I would like to use slightly different notations. Suppose $h \in U'$ have distinct Hahn-Banach extensions $f$ and $g$. Then $f_1 = \dfrac{f}{||h||}, g_1 = \dfrac{g}{||h||} \in S_{X'}, f_1 \neq g_1$, where $S_{X'}$ is the unit sphere in $X'$. By strict convexity of $X'$,
$$
\bigg|\bigg|\frac{f_1 + g_1}{2}\bigg|\bigg| < 1,
$$
and it follows that $||f + g|| < 2||h||$. However, we have
\begin{align*}
||f + g|| &= \sup_{x \in X, ||x|| = 1} | f(x) + g(x) | \\
&\geq \sup_{x \in U, ||x|| = 1} | f(x) + g(x) | \\
&= 2\sup_{x \in U, ||x|| = 1} |h(x)|\\
&= 2||h||,
\end{align*}
a contradiction.
Alright, I think that the following proof works but I am by no means an expert in linear functional analysis so please consider this carefully and decide if it is convincing to you.

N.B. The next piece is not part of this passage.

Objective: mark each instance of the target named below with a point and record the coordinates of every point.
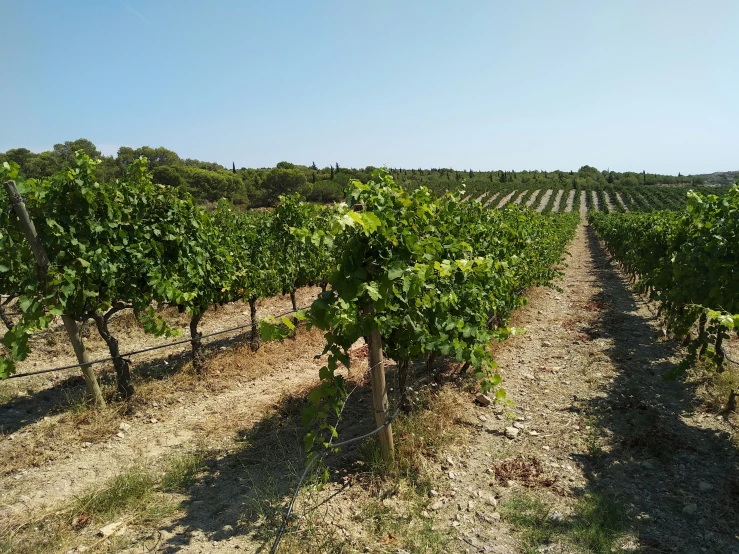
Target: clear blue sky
(546, 84)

Without loss of generality, we can take $W \subset H$ to be a closed linear subspace of $H$ since any continuous map on $W$ can be uniquely extended to $\overline W$ by density.
Since $W$ is closed, it is itself a Hilbert space and so by the Riesz representation theorem, there is $x_f \in W$ such that $$f(w) = \langle w, x_f \rangle, \,\,\,\, \forall w \in W.$$ Using this, we can define and extension of$f$ to $H$. Indeed, define $$F(h) := \langle h, x_f \rangle, \,\,\,\, \forall h \in H$$ and certainly $F$ is a linear extension of $f$ and we will have $$\|F \|_{H'} = \|x_f \|_H = \|f \|_{W'}.$$
Now let $G \in H'$ be another linear extension of $f$ to $H$ guaranteed by the Hanh-Banach theorem. Applying the Riesz Representation Theorem to $G$, we find $x_G \in H$ such that $$G(h) = \langle h, x_G \rangle, \,\,\,\,\, \forall h \in H$$ and since both theorems preserve norms, we have $$\|f\|_{W'} = \|G \|_{H'} = \|x_G\|_H.$$
Now since $F,G$ both extend $f$, they agree on $W$: $$F(w) = G(w) \,\,\, \Longleftrightarrow \langle w, x_f - x_G \rangle =0, \,\,\,\,\, \forall w \in W.$$ In particular, since $x_f \in W$, this shows that $x_f$ and $x_f - x_G$ are orthogonal. Then using our norm equalities and the Pythagorean theorem, we have $$\|x_f\|_H = \|f\|_{W'} = \|G\|_{H'} = \|x_G\|_{H} = \|x_f +(x_G - x_f)\|_H = \sqrt{\|x_f\|^2_H + \|x_f - x_G\|_H^2}.$$ This is possible iff $\|x_f - x_G \|_H = 0$ and so we conclude that $x_f = x_G$ which implies that $F = G$. Thus any extension of $f$ is equal to $F$.
Best Answer
Using your notation, let $P$ be the orthogonal projection onto $G$. Then, for $x\in G$, $$ (x,y)=(x,z)=(Px,z)=(x,Pz). $$ So $(x, y-Pz)=0$ for all $x\in G$, implying that $y=Pz$. You also have that $\|y\|=\|h\|=\|g\|=\|z\|$. So $\|Pz\|=\|z\|$, which implies that $z\in G$, and so $z=y$.